Alternatively, you can set the same option in your R startup scripts, but that will likely come back to bite you when moving workloads around.

### Installation

```{r eval=FALSE}
devtools::install_github("hrbrmstr/jwatr")
```

```{r message=FALSE, warning=FALSE, error=FALSE, include=FALSE}
options(width=120)
```

### Reading WARC Files

```{r message=FALSE, warning=FALSE, error=FALSE}
library(rJava)
library(jwatr)
library(magick)
library(tidyverse)

# current verison
packageVersion("jwatr")
```

```{r message=FALSE, warning=FALSE, error=FALSE}
# small, uncompressed WARC file
glimpse(read_warc(system.file("extdata/bbc.warc", package="jwatr")))

# larger example
xdf <- read_warc(system.file("extdata/sample.warc.gz", package="jwatr"),
warc_types = "response", include_payload = TRUE)

glimpse(xdf)

# get the payload content
payload_content(url = xdf$target_uri[279], ctype = xdf$http_protocol_content_type[279],
xdf$http_raw_headers[[279]], xdf$payload[[279]])

# or ingest the raw bits yourself
imgs <- filter(xdf, grepl("(png|gif|jpeg)$", http_protocol_content_type))

imgs

image_read(imgs$payload[[1]])
```

![](imgs/img1.jpeg)

### Writing WARC Files

```{r message=FALSE, warning=FALSE, error=FALSE}
library(jwatr)
library(httr)
library(magick)
library(tidyverse)

tf <- tempfile("test")
wf <- warc_file(tf)

warc_write_response(wf, "https://rud.is/b/")

# store a simple httr::GET request
warc_write_response(wf, GET("https://rud.is/b/"))

warc_write_response(wf, "https://www.rstudio.com/")
warc_write_response(wf, "https://www.r-project.org/")

# all valid content types work, like this PDF
warc_write_response(wf, "http://che.org.il/wp-content/uploads/2016/12/pdf-sample.pdf")

# complex API calls can be made and the results stored in the WARC file as well
# this API call returns a JSON object
POST(
url = "https://data.police.uk/api/crimes-street/all-crime",
query = list( lat = "52.629729", lng = "-1.131592", date = "2017-01")
) -> uk_res

warc_write_response(wf, uk_res)
warc_write_response(wf, "https://journal.r-project.org/RLogo.png")

close_warc_file(wf)

xdf <- read_warc(sprintf("%s.warc.gz", tf), include_payload = TRUE)

glimpse(xdf)

# decode the WARC stored JSON response from the UK Crimes API
glimpse(jsonlite::fromJSON(rawToChar(xdf[6,]$payload[[1]]), flatten=TRUE))

select(xdf, content_length, http_protocol_content_type)

image_read(xdf$payload[[5]])
```

![](imgs/img2.png)

```{r echo=FALSE}
unlink(tf)
```

### Streaming

The `warc_stream_in()` function provides a pure-R method for stream processing WARC
files through the use of an R callback handler.
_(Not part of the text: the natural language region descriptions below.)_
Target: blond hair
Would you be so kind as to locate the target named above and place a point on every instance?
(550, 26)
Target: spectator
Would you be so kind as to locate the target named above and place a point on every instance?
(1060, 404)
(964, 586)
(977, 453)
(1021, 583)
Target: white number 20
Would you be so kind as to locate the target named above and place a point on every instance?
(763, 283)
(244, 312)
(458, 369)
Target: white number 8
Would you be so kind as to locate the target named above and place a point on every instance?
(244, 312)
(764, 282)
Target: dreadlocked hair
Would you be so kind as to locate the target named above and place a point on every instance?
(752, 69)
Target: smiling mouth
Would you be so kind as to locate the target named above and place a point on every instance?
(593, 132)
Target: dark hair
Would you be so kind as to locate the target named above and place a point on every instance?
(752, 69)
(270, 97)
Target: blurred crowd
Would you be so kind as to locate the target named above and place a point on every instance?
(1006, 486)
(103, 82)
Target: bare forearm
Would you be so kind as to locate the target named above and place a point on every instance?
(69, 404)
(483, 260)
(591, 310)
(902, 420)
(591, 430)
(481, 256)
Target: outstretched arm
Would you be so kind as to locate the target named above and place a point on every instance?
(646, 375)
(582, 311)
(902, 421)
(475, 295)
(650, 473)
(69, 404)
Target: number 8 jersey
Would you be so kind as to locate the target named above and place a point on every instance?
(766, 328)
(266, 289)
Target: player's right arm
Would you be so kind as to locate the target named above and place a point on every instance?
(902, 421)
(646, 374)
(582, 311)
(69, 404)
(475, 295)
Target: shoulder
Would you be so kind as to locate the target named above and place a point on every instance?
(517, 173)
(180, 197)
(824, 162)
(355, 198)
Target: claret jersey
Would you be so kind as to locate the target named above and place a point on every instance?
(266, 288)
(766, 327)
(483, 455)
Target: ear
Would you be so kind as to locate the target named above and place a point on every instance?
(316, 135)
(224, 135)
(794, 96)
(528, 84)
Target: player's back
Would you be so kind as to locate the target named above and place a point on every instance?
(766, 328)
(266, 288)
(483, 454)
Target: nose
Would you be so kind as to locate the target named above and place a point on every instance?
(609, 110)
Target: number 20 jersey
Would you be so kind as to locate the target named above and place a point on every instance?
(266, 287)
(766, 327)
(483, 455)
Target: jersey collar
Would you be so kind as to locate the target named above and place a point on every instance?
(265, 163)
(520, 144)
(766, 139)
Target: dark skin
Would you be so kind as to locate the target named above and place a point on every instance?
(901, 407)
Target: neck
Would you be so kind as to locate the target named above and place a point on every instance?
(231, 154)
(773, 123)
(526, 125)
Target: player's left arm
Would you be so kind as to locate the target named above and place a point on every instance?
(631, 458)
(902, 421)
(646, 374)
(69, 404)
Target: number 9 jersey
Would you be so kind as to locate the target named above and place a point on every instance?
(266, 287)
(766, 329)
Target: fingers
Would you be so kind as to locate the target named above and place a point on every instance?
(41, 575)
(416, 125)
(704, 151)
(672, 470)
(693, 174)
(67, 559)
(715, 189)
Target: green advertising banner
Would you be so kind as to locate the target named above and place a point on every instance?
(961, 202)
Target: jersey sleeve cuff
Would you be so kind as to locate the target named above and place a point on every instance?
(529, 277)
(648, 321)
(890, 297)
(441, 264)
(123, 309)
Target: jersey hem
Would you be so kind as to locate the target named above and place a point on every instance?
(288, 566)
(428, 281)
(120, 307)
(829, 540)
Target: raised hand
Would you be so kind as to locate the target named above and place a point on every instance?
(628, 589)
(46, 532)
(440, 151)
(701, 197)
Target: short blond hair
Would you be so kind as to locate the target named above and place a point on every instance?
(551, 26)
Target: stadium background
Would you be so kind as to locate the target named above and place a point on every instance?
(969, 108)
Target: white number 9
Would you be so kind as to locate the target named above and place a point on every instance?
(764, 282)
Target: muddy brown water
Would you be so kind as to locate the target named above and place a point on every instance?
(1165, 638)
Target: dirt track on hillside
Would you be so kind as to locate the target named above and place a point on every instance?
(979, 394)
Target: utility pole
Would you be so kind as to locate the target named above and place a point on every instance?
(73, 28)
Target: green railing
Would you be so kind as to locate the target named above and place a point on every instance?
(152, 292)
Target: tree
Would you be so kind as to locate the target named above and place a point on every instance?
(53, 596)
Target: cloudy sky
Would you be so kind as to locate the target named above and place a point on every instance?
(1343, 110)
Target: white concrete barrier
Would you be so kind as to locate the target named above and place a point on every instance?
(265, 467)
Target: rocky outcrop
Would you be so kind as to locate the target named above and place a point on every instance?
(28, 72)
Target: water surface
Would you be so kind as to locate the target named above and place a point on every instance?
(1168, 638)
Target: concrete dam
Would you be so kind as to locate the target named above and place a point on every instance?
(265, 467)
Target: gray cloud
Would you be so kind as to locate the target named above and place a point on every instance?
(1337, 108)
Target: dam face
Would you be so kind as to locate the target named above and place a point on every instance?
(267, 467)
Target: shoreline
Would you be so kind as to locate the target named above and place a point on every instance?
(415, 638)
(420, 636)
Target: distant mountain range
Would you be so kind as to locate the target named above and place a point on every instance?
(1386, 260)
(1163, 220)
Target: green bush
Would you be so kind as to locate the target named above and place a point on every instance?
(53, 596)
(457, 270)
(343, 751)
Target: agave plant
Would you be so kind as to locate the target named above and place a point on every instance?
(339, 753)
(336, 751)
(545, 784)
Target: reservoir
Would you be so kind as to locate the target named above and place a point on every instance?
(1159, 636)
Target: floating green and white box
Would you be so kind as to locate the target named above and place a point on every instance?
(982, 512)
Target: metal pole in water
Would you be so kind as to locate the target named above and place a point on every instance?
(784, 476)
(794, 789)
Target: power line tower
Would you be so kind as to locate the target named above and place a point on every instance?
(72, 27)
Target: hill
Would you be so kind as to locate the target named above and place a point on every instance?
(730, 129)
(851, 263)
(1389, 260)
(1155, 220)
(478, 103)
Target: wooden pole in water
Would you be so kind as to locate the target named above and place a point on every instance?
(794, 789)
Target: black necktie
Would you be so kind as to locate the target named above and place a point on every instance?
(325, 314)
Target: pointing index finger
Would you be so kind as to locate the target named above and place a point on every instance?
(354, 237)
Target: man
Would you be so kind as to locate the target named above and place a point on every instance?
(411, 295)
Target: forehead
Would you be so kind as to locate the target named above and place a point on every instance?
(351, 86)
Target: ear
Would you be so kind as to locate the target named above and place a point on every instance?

One way of using this is to build a
data frame. The following example builds a data frame of WARC `response` records. Space
is reserved for a 10,000-element list which will get truncated or expanded as necessary:

```{r message=FALSE, warning=FALSE, error=FALSE}
xdf <- list(10000)
xdf_i <- 0

myfun <- function(headers, payload, ...) {
headers <- setNames(headers, gsub("-", "_", names(headers)))
xdf_i <<- xdf_i + 1
headers$payload <- list(payload)
xdf[xdf_i] <<- list(headers)
}

(n <- warc_stream_in(
system.file("extdata/sample.warc.gz", package="jwatr"),
myfun,
warc_types = "response"
))

xdf <- bind_rows(xdf)

glimpse(xdf)

count(xdf, content_type)

cat(rawToChar(xdf$payload[[1]]))
```

### Test Results

```{r message=FALSE, warning=FALSE, error=FALSE}
library(jwatr)
library(testthat)

date()

test_dir("tests/")
```

### Code of Conduct

Please note that this project is released with a [Contributor Code of Conduct](CONDUCT.md). By participating in this project you agree to abide by its terms.